To be loved is like seeing a reflection of yourself in all your truest beauty. That is why few people are loved.
I once was asked, how can words be as powerful as you say they are, if all meaning is derived through a perceptual lens? My response to that was simple: I adjust the lens.
I once loved a masculine man, but he was controlling. So I loved another man, but his femininity placed burdens upon me. The balance of the two natures could only be found in polygamy.
Sometimes I picture my mouth as an open vat out of which pours words that blanket the world over.

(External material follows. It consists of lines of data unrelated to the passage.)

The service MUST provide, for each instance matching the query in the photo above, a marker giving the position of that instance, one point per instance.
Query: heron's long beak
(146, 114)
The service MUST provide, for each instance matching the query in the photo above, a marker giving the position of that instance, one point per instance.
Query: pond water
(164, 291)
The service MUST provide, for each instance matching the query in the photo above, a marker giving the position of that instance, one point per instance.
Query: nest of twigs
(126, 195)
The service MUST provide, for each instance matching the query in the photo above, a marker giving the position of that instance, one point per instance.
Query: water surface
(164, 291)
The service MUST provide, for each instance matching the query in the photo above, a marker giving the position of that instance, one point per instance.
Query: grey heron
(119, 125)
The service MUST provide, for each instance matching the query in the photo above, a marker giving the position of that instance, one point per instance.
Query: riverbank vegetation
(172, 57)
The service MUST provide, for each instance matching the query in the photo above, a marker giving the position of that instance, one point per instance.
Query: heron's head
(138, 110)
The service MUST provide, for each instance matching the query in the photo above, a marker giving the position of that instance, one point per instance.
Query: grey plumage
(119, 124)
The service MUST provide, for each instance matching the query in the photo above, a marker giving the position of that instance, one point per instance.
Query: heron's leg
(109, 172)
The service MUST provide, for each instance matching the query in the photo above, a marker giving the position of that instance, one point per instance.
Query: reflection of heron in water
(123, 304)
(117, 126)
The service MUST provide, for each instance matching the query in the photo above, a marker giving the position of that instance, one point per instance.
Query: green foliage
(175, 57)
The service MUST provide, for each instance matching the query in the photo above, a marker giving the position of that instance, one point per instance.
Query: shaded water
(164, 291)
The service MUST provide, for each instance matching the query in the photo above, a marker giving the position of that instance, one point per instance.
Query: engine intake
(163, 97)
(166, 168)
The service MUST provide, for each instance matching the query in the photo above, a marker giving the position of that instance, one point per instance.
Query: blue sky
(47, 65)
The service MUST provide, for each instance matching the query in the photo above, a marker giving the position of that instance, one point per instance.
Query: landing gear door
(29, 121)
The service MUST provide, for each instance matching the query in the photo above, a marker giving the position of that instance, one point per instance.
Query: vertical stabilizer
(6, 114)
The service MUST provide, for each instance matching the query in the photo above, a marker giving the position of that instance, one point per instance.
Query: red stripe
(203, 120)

I used to think language had to be complex to show intellect, or strung together with carefully contrived rhymes and symmetrical syllables to be artistic and appreciated. I have since learned that language needs to convey a message in the most meaningful way to be received by the reader and this is why my message can be found in everything, in all ways at all times. My messages infiltrate your entertainment, advertisements, your history studies and those personal opinions that you think are yours. I have subtly planted fine threads into your consciousness until they became a cable that could receive me.
To be female is to hold the innate understanding of the universal will — that is the planned unpredictably, the certain uncertainty. For it is she whose body mimics the raw emotion of creation through childbirth and its carnage every menses.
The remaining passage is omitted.